The Atlantic States Marine Fisheries Commission has spared female horseshoe crabs from commercial harvest for another year — a move that will help the red knot, a migratory bird listed as threatened by the U.S. Fish and Wildlife Service.
Red knots travel 9,000 miles each year from South America to the Arctic, making a stop at the Delaware Bay to rest and refuel on the crab’s eggs.
On Monday, the fisheries commission, which coordinates the conservation and management of fish species on the Atlantic Coast, voted to continue permitting male-only commercial harvest of horseshoe crabs for 2024.

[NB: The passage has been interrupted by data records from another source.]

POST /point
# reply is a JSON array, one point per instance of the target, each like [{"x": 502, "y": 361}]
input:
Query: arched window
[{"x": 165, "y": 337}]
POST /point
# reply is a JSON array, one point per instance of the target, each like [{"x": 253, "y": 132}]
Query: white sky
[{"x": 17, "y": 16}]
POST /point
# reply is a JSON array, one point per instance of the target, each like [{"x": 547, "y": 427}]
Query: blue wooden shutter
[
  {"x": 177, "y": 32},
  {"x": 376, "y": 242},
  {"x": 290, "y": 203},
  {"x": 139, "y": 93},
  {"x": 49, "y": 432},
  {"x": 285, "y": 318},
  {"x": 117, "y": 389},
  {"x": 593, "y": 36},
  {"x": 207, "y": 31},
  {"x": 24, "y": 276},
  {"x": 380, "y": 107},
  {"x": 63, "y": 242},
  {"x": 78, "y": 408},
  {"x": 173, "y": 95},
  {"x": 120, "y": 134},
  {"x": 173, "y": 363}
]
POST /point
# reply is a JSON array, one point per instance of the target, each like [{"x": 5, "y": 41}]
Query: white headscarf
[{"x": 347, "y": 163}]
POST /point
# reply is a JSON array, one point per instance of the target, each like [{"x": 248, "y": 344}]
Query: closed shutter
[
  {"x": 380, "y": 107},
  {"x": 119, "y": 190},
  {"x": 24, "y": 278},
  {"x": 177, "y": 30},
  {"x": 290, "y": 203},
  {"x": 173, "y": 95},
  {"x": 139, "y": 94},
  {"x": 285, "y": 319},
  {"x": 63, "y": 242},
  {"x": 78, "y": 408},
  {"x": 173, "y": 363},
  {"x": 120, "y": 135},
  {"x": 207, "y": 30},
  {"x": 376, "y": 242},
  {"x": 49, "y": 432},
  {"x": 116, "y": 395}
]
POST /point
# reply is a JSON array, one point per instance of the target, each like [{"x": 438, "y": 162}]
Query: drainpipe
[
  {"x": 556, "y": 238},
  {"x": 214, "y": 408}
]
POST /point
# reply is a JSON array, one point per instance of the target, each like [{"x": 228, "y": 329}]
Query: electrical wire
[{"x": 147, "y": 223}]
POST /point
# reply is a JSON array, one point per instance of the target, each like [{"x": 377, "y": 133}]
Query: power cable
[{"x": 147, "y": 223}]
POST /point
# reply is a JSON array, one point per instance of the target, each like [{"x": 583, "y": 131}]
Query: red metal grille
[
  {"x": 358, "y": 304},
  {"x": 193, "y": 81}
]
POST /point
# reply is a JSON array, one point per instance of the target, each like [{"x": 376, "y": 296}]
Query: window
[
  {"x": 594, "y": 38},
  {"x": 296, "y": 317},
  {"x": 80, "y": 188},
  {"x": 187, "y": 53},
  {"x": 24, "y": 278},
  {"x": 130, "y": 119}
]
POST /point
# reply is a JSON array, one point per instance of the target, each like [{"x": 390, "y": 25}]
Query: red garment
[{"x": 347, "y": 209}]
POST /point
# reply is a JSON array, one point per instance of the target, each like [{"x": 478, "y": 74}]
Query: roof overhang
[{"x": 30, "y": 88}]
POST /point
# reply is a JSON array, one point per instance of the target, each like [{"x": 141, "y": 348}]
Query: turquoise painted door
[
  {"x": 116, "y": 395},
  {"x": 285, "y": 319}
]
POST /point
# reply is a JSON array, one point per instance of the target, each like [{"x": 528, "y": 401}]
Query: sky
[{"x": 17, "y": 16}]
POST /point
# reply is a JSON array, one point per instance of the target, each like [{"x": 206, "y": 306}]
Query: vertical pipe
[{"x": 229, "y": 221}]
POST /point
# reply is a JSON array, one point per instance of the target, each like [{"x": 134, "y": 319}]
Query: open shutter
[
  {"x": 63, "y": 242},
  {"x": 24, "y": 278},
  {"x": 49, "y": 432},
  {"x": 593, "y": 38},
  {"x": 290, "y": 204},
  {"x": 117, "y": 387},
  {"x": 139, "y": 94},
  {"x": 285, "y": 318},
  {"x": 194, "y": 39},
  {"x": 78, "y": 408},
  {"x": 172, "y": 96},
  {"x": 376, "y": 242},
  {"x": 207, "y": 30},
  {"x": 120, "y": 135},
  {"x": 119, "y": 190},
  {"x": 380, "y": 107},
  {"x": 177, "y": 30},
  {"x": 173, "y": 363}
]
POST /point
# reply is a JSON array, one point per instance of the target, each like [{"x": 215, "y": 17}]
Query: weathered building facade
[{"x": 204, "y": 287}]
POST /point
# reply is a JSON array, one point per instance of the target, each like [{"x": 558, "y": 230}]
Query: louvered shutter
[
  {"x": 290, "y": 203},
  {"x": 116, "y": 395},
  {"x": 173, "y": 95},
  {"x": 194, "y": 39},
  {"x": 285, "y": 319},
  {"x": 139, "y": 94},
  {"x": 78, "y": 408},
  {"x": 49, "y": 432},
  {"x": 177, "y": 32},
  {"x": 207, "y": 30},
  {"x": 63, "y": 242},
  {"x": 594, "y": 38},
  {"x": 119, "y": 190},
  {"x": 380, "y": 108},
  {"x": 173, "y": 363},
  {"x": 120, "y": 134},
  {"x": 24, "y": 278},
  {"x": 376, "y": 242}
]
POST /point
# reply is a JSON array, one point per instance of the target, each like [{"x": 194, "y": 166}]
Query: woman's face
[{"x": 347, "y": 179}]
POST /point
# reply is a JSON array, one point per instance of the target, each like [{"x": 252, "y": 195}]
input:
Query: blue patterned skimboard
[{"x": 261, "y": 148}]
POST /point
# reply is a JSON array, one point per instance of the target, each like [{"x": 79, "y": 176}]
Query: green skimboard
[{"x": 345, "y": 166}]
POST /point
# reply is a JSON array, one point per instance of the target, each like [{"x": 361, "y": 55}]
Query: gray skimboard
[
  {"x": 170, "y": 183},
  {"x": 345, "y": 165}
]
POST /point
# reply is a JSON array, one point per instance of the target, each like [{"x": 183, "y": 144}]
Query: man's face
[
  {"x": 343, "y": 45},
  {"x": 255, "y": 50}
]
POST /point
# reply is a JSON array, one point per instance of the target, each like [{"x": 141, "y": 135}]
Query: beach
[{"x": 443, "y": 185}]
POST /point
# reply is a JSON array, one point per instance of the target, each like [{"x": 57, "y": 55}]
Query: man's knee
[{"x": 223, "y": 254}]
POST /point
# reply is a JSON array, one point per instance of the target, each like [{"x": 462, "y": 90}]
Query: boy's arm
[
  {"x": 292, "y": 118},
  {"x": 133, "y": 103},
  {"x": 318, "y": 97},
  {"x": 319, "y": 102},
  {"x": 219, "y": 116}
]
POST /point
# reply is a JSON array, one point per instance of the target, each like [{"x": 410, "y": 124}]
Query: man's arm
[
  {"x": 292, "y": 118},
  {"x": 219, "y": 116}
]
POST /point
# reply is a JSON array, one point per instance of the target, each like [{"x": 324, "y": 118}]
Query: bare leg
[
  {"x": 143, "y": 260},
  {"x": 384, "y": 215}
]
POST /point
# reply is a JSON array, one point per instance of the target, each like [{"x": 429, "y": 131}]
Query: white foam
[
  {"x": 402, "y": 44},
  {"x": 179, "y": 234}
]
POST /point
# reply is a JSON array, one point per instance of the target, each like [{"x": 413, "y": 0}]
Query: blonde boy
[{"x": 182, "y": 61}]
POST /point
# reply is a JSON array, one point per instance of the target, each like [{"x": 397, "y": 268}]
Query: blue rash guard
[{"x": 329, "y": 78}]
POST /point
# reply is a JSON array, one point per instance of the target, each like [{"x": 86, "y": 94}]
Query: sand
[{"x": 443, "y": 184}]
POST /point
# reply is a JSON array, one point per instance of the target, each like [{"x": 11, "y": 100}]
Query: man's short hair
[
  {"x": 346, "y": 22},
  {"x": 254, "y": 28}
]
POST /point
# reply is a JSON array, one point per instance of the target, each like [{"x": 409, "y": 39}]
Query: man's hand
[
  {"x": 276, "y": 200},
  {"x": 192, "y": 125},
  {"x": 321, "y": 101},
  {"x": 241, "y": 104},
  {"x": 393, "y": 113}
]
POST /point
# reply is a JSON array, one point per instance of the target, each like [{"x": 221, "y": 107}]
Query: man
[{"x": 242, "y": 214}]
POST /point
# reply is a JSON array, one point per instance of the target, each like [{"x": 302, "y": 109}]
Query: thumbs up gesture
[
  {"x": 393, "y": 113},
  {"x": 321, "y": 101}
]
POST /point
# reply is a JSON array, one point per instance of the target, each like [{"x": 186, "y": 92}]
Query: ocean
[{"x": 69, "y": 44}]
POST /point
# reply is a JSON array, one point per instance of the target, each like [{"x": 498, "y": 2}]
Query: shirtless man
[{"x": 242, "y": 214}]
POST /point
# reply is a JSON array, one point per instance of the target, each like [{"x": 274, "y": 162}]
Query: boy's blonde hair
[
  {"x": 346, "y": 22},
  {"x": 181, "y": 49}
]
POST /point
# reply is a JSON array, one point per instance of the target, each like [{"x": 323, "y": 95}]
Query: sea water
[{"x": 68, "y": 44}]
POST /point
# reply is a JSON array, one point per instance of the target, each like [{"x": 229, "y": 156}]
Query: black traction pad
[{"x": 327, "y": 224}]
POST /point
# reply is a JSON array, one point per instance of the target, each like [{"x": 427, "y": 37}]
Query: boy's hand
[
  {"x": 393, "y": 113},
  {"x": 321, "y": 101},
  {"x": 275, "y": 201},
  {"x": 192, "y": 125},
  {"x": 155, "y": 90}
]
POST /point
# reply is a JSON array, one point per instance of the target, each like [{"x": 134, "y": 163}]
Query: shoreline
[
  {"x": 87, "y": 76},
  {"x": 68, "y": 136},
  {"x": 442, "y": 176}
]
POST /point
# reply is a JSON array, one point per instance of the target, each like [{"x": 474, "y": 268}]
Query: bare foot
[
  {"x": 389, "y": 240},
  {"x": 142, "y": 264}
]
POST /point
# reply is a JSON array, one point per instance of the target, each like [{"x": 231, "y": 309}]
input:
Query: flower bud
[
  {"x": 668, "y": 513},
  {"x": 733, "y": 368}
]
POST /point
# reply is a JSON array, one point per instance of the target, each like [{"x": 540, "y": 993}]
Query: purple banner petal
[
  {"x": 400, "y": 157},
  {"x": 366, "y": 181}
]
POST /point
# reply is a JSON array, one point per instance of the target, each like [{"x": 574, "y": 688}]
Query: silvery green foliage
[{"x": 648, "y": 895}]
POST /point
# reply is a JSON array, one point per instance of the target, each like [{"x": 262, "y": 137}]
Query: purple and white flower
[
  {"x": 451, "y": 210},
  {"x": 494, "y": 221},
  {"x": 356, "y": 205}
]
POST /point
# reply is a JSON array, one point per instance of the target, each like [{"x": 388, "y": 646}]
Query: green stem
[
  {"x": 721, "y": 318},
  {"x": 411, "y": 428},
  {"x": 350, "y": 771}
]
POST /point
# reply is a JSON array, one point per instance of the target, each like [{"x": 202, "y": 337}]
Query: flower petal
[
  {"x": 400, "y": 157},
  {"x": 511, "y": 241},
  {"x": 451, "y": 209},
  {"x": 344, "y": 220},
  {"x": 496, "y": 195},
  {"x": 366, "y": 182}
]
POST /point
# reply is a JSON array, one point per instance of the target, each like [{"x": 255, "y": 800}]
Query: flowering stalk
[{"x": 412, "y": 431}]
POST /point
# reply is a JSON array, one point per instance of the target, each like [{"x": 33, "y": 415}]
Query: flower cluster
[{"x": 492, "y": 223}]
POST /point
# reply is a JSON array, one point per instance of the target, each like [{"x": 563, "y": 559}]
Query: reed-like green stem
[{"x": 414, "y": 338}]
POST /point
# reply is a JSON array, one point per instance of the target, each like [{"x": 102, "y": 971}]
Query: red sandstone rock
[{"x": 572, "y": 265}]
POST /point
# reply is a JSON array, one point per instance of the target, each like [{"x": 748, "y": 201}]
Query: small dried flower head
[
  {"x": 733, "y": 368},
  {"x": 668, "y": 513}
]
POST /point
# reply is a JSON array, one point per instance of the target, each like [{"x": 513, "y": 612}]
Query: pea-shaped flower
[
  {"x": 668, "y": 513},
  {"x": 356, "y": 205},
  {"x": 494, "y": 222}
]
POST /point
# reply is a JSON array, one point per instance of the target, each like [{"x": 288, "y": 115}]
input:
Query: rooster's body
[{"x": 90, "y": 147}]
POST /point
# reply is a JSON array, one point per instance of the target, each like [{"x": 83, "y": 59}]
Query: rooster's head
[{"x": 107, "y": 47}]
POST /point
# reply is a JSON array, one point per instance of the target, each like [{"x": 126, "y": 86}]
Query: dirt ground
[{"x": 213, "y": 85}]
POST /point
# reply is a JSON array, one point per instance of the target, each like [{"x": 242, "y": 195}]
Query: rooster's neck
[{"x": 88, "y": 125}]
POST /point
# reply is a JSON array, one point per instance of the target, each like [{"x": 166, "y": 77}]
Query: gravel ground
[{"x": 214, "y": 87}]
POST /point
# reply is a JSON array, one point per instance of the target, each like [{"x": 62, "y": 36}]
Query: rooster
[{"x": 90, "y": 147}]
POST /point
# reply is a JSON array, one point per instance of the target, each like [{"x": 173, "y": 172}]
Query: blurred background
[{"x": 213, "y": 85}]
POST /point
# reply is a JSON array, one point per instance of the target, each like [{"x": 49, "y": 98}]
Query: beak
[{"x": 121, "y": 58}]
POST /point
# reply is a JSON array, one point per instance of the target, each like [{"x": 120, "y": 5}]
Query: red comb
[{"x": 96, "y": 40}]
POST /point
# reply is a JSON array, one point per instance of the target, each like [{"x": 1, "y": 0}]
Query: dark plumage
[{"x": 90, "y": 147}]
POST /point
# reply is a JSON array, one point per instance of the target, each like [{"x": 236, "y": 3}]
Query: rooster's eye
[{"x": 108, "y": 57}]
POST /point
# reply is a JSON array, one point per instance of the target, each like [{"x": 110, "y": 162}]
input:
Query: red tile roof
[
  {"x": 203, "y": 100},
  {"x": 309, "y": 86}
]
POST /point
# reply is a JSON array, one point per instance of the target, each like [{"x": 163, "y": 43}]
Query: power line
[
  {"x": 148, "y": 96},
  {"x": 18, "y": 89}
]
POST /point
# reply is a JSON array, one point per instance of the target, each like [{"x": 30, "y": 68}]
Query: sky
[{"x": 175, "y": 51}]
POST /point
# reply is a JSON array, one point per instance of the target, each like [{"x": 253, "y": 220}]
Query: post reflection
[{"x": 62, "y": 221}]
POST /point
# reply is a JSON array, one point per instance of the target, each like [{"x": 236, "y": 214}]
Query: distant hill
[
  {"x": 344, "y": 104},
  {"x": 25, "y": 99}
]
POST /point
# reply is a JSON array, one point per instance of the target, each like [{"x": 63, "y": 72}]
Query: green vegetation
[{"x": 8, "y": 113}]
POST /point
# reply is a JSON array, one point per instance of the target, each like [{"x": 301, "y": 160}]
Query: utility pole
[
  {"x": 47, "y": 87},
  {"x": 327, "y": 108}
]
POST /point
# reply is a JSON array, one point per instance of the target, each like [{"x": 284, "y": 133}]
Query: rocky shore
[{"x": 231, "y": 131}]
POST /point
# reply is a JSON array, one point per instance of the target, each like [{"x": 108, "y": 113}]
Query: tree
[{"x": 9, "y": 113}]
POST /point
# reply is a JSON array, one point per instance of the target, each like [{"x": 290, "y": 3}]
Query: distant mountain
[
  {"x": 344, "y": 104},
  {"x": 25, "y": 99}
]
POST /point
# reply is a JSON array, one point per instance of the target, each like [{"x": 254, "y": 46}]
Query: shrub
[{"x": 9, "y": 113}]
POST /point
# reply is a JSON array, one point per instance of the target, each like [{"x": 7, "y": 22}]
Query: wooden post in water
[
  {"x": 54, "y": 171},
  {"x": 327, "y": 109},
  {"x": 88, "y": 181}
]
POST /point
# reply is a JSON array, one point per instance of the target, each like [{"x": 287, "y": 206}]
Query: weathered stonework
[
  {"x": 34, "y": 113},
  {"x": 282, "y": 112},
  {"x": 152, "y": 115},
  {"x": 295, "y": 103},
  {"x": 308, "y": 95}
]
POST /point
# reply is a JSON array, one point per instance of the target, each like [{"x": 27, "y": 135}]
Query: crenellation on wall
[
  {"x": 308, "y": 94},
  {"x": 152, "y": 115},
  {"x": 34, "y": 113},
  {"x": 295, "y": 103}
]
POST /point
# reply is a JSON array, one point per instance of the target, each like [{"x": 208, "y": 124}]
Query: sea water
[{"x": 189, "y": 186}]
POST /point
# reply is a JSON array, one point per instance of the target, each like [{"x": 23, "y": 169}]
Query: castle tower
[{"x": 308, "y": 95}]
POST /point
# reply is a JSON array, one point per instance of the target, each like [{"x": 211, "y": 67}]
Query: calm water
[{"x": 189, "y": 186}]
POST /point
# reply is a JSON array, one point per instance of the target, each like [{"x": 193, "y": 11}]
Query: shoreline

The vote is applauded by environmentalists who have advocated for the protection of horseshoe crabs, which are harvested and used as bait.
“This remains an imperiled ecosystem,” said Ben Levitan, senior attorney for Earthjustice. “The red knots need protection, and it’s definitely the right thing to not harvest female horseshoe crabs for bait next year.”
Horseshoe crab numbers had been in decline in part because fishers harvested them for bait. But in 2012, the commission limited commercial harvesting to males only — helping to boost the population.
Commission members said that though populations of horseshoe crabs are improving, it was in public interest to continue the practice of recommending a male-only commercial harvest. This year, the commission proposed a maximum of up to 500,000 males across Delaware, Maryland, and Virginia. New Jersey has a moratorium on the commercial harvest of horseshoe crabs, with an exemption for biomedical use.
Last year, the commission received more than 34,000 letters in support of the crabs and the red knots. The letters came after the commission adopted a controversial new scientific model that determined females could be harvested without jeopardizing red knots.
“It’s obvious to us the people in the state of Delaware have no appetite for [harvesting female horseshoe crabs],” said Craig Pugh, a commission member who represents Delaware. “This seems to be the most reasonable solution, and we’re willing to accept it.”
Though environmentalists say they’re pleased by the decision, they’re advocating for a permanent ban on female harvests.
“The fate of red knots should not be put on the line year after year,” Levitan said.